Otra vez el Señor fue al estanque de Betesda, donde una multitud de enfermos esperaban que bajara un ángel del cielo para que tocara el agua del estanque. Cada vez que bajaba, el primer enfermo que tocara el agua, era sanado. Uno de ellos, un paralítico, había estado allí 38 años, y nunca había podido ser sanado, porque siempre se le adelantaba otro. El Señor se le acerca y, sin más preámbulo, le pregunta: «¿Quieres ser sano?». El Señor no le preguntó si tenía fe. Simplemente le preguntó si quería ser sano. Esa pregunta debe de haberle parecido al paralítico la más bella música a sus oídos. Entonces, obtenida la respuesta, el Señor le sanó.
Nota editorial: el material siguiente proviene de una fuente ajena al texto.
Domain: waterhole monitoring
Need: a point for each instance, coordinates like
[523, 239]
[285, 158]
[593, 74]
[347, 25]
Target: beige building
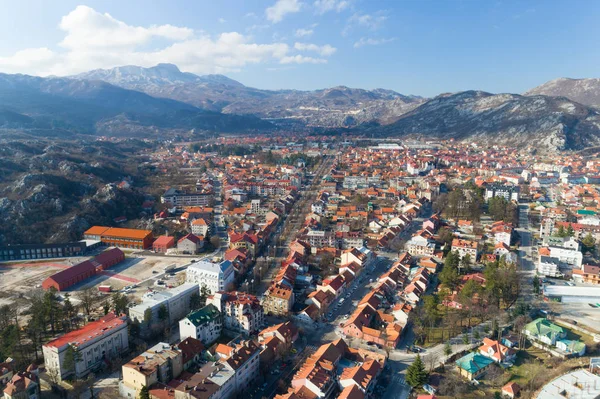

Este paralítico, lo mismo que la mujer encorvada, representan a la humanidad sufriente, postergada. Ellos son los derrotados de la vida, los que han quedado tendidos a la orilla del camino. Han presenciado cómo otros triunfan, mientras a ellos la suerte les ha vuelto la espalda. Pero aún a éstos el Señor vino. No es necesario tener fe. Basta estar cerca del Señor para ser alcanzado por su mano cariñosa. No es preciso creer (¿quién puede presumir de haber sido salvo por su propia fe?). Basta acercarse a él y abrirle el corazón para que él entre a morar.

Todavía, en el día de hoy, el Señor pregunta a los hombres y mujeres que sufren: «¿Quieres ser sano? ¿Quieres ser salvo?». Basta que usted le diga «sí», y él le salvará y le sanará.